Hunger striker bears witness to Ireland's dirty secret
For decades, the physical and sexual abuse and slave labour of children in industrial schools was Ireland's dirty secret. Mr Sweeney's case echoes the horror stories that began emerging in the 1990s as a generation of often semi-literate survivors recounted experiences described by one victim as "torture and perversion from the middle ages".
Outside the Irish parliament, a dangerously ill man lay on a camp bed behind a wall of placards denouncing paedophiles. Swaddled in blankets and a rain sheet, he was too weak to stand up, retching as he tried to sip water. As night fell, the Archbishop of Dublin sat holding his hand.
Tom Sweeney, 57, a Dublin-born painter and decorator, suffered five years of physical and sexual abuse by religious orders in Ireland's industrial schools in the 1960s. Enraged by the government's procedures to deal with the country's grim past and offer compensation to the survivors, he today begins his 20th day on hunger strike.
As Mr Sweeney's health rapidly deteriorates, crisis looms for the Irish government. Officials might have thought the protest would peter out over the weekend of European Union celebrations: the road where Mr Sweeney lies was sealed off and the international media stayed away. But if a man is allowed to die on the parliament's doorstep, large numbers of Irish child abuse survivors, including hundreds resident in the UK, will rise up in revolt.
Mr Sweeney's 32-year-old son, Mark, a former boxer, has joined him on hunger strike. His hands are chapped and purple from nights sleeping outside.
He said GPs had refused to come and check his father, but an ambulance crew last week warned he could survive five more days before his health turned.
"Those days are now up," he said. "My father is prepared to fight to the death."

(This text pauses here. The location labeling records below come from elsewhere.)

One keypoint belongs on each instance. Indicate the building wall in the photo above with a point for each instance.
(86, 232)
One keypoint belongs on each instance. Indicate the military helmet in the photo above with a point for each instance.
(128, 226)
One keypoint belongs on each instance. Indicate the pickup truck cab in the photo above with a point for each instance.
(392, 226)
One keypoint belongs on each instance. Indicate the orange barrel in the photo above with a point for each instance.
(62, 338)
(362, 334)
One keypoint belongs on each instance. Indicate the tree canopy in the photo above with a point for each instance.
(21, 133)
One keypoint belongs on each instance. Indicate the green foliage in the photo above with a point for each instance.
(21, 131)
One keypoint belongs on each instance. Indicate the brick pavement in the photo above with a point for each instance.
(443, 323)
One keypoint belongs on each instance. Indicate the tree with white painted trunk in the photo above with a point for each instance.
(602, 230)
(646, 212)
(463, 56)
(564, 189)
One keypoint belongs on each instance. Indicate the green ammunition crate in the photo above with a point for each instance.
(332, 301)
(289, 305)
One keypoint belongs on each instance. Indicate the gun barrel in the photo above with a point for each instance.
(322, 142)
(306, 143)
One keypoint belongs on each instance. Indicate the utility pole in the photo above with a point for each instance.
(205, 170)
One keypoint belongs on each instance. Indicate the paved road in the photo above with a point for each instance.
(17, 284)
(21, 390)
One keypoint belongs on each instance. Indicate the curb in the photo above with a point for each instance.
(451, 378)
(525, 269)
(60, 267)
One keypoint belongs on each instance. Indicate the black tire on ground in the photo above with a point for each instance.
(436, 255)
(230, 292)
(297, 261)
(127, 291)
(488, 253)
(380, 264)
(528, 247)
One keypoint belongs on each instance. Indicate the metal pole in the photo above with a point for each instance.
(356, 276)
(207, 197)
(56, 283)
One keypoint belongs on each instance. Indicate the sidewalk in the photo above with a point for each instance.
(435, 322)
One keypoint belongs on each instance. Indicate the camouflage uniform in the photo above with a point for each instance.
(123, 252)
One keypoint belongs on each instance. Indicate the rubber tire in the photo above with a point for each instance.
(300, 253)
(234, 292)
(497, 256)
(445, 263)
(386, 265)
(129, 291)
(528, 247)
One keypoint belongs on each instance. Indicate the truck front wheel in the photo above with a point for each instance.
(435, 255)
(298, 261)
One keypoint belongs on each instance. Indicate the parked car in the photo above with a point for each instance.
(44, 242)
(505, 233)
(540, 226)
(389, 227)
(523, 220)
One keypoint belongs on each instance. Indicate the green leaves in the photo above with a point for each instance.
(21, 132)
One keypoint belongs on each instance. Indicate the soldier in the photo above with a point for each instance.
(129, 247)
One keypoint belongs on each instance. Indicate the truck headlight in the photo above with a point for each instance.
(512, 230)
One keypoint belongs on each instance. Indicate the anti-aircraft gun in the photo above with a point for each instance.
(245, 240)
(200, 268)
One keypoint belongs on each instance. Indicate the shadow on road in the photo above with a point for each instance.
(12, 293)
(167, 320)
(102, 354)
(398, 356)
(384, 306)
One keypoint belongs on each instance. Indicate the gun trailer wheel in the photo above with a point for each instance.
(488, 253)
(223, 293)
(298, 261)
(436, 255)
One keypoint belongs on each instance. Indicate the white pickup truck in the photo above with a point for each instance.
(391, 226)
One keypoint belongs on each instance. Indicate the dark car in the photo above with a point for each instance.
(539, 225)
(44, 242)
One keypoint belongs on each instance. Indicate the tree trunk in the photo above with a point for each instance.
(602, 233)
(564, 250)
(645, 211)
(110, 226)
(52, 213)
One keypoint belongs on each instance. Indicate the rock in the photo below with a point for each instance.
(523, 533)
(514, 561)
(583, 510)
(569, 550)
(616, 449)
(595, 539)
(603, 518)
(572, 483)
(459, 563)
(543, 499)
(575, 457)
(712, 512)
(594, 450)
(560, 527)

When he was 10, Mr Sweeney was called before a child court and "put away" for five years for playing truant. He was sent to two industrial schools where he was given a number and never referred to by name. He was physically and sexually abused for five years.
The government's child abuse commission to investigate cases and compensate the victims has been dogged by controversy since it was set up following Mr Ahern's state apology to victims in 1999.